"Very much," said Gus; "though the boys led me a pretty life at first. I meant to give them something for themselves when we got outside, but somehow I didn't. It seemed to me more gentlemanly to take no notice of them."
"You are right," said Lucy, smiling. "Oh, Gus, I'm so glad you're not like those horrid boys who are always fighting and quarrelling. Do you know, I used to go to Sunday school once?"
"Did you?"
"Yes; it was when my mother was living." And Lucy's face grew sadder than before.
"She is dead now?"
"Yes, she died five years ago.
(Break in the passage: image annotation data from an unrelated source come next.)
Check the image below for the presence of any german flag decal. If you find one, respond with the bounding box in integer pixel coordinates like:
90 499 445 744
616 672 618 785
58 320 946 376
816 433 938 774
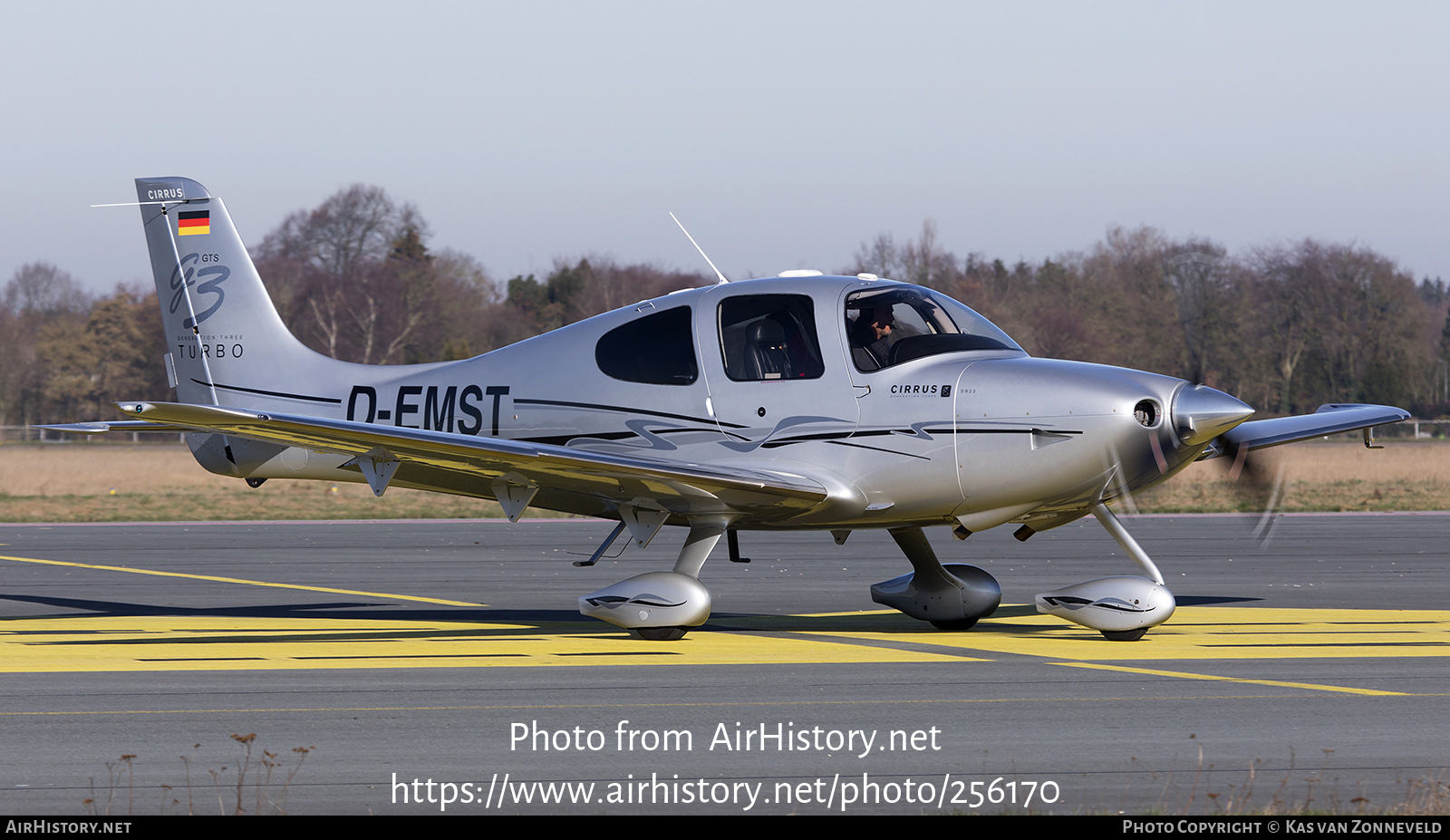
177 210 212 237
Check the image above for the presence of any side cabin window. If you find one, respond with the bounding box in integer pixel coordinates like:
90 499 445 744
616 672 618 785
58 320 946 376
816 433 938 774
846 285 1022 372
594 306 701 384
720 294 825 381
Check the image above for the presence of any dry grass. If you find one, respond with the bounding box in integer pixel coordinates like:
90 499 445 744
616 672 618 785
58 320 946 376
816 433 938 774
0 442 530 522
1136 441 1450 514
0 441 1450 522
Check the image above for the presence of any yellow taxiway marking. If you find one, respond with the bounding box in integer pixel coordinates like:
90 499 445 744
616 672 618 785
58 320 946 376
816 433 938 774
0 615 974 673
0 555 488 606
1049 661 1408 696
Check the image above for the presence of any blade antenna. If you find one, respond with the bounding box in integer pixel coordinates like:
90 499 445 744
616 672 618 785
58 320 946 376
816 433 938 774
670 213 730 283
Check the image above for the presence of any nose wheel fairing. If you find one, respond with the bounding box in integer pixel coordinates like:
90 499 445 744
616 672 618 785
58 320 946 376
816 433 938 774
578 522 725 642
872 528 1002 630
1037 502 1177 642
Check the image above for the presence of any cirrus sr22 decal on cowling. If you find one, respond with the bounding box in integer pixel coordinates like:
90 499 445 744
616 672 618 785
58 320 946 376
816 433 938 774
51 177 1408 640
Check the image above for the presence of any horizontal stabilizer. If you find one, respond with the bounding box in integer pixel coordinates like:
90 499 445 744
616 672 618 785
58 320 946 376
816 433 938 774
1204 403 1409 459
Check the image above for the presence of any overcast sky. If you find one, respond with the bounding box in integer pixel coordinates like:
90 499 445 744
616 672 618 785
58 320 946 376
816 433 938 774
0 0 1450 298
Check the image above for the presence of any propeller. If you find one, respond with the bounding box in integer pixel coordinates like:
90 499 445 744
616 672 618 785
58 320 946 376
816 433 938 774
1218 447 1288 548
1173 384 1285 547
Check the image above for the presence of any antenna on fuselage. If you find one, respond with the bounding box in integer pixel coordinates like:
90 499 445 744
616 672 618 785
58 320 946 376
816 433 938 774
670 213 730 283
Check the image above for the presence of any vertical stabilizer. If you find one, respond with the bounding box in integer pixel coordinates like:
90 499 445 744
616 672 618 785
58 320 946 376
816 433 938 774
136 177 353 413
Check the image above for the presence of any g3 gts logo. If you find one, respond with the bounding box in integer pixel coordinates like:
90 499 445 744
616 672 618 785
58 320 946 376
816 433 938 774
171 253 232 329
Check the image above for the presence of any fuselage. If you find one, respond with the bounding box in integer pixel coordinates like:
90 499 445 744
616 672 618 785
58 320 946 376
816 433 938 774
218 277 1247 531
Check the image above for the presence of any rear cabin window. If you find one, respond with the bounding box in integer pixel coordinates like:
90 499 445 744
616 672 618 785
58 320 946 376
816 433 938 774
594 306 701 384
720 294 825 381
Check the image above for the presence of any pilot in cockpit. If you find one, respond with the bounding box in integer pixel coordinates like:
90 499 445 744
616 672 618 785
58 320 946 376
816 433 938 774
851 304 896 370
Gus, since I have been sitting here and looking down there—" she pointed in the direction of the cemetery—"I have been wishing that I too could die; it would be so good to lie there beneath the trees and rest for ever."
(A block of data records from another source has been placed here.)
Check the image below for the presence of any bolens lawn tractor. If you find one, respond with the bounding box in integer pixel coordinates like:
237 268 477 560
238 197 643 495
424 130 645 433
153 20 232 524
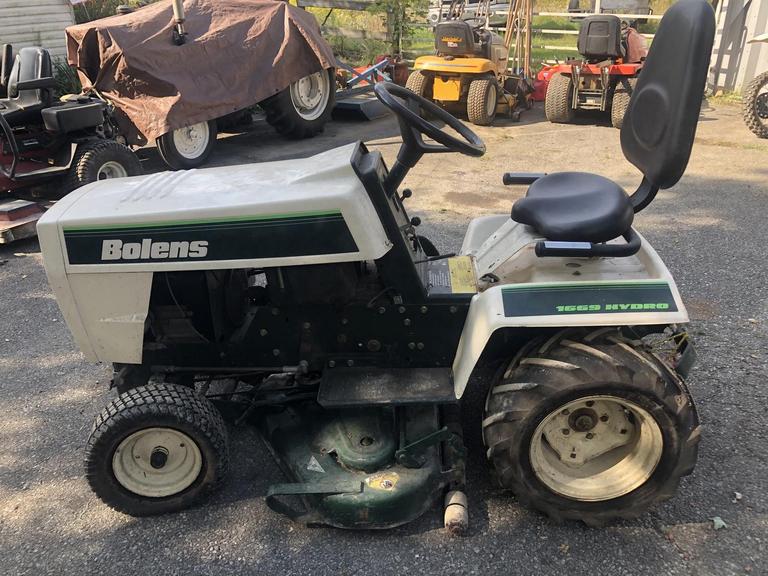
406 0 529 126
542 14 647 128
0 44 142 244
38 0 714 529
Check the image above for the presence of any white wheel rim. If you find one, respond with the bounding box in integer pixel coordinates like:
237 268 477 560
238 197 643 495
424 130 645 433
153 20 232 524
290 70 331 120
112 428 203 498
96 160 128 180
530 396 664 502
172 122 211 160
485 84 496 118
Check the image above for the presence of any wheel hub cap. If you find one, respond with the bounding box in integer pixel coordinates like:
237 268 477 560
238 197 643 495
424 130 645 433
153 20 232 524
529 396 663 502
290 70 330 120
96 160 128 180
173 122 210 160
112 428 203 498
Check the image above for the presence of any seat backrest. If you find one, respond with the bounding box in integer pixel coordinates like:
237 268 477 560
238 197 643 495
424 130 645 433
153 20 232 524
8 47 53 108
576 14 624 60
435 20 477 56
0 44 13 98
621 0 715 188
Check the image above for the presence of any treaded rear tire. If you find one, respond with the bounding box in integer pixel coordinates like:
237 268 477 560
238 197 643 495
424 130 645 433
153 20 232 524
405 70 432 100
483 329 700 526
62 140 144 194
741 72 768 138
611 78 637 130
85 384 229 516
467 78 499 126
259 68 336 140
544 72 575 124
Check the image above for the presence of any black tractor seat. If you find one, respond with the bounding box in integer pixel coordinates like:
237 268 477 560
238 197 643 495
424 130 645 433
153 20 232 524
512 172 635 243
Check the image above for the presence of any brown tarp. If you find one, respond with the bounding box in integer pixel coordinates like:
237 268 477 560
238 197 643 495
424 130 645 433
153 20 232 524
67 0 335 144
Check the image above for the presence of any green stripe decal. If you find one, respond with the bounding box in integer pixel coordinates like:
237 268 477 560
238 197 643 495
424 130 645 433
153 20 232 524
64 210 341 232
501 280 677 317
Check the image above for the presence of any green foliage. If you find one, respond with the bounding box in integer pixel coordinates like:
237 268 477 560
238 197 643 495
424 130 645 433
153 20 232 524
53 59 83 98
72 0 157 24
369 0 429 54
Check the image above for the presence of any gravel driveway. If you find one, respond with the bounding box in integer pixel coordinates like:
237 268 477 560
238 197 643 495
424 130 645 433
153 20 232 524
0 105 768 576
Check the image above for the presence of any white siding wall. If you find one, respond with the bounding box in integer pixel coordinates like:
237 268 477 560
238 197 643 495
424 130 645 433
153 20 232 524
0 0 75 59
709 0 768 91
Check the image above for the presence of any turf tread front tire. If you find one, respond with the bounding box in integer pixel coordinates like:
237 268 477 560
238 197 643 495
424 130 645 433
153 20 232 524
482 329 701 526
467 78 499 126
544 73 574 124
85 384 229 516
63 140 144 193
741 72 768 138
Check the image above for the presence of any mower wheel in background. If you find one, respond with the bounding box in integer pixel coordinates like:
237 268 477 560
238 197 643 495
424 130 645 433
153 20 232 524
544 72 575 124
467 78 499 126
63 140 144 193
741 72 768 138
260 68 336 139
611 78 637 130
483 328 700 526
156 120 218 170
85 384 229 516
405 70 434 100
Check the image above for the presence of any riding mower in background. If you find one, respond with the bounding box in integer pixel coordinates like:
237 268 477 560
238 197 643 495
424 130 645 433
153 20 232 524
0 44 142 244
406 0 530 126
542 14 647 128
741 33 768 138
38 0 715 530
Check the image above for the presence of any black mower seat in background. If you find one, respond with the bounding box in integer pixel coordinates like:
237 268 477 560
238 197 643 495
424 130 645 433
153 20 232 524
512 0 715 255
512 172 635 243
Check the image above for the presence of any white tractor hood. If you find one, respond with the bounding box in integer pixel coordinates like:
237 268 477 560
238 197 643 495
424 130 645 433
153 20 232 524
38 144 389 273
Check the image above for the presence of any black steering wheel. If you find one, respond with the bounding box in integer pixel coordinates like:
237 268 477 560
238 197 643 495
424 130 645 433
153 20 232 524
373 82 485 190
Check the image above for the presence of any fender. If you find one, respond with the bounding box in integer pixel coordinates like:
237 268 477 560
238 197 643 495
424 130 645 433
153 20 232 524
453 278 688 398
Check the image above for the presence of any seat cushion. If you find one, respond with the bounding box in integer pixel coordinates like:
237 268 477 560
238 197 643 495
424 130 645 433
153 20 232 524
512 172 635 242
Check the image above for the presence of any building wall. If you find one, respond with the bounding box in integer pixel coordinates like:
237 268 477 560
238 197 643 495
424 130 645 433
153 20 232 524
709 0 768 92
0 0 75 59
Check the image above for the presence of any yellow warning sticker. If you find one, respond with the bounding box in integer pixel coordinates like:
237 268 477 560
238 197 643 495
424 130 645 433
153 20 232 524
448 256 477 294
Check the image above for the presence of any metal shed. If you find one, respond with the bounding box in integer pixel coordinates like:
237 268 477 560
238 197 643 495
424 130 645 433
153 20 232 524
709 0 768 92
0 0 75 58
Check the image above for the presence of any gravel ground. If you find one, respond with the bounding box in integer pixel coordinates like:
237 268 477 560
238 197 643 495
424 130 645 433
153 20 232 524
0 105 768 576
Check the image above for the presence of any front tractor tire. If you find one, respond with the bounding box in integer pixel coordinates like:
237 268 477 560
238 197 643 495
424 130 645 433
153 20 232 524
260 68 336 140
741 72 768 138
611 78 637 130
405 70 434 100
467 78 499 126
483 328 700 526
544 72 575 124
63 140 143 193
85 384 229 516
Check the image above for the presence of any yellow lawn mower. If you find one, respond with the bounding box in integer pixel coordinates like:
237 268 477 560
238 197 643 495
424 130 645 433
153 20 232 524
406 0 528 126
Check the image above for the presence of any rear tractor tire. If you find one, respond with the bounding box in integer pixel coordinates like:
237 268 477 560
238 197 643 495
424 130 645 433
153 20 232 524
63 140 144 192
611 78 637 130
405 70 433 100
741 72 768 138
544 73 575 124
483 328 700 526
467 78 499 126
85 384 229 516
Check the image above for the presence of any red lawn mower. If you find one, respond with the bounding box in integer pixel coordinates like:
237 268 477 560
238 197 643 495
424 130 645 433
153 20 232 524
0 44 141 244
539 14 648 128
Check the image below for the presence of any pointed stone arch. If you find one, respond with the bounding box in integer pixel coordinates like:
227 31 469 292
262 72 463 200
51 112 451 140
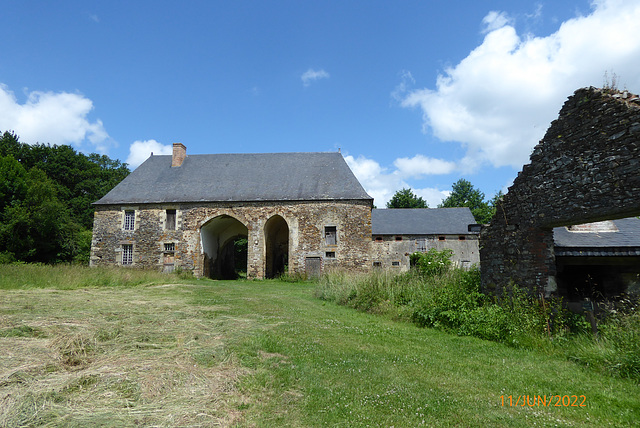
200 214 249 279
264 214 289 278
"Oh, Lucy, why should you say that?"
"Because I am always so tired," she replied; "so tired and full of trouble. There was a man here in the fields this afternoon. He had a harmonium, and he played and sang to the people about there being sweet rest in heaven. And he talked about Jesus, and how He would forgive us our sins and take us to heaven if we asked Him; but somehow I didn't seem to care. I don't know as I want to go to heaven; but I do long to lie still and be at rest."
"But what would your father do without you, Lucy? Think how it would grieve him if you died."
"Yes, I suppose it would," she said sadly.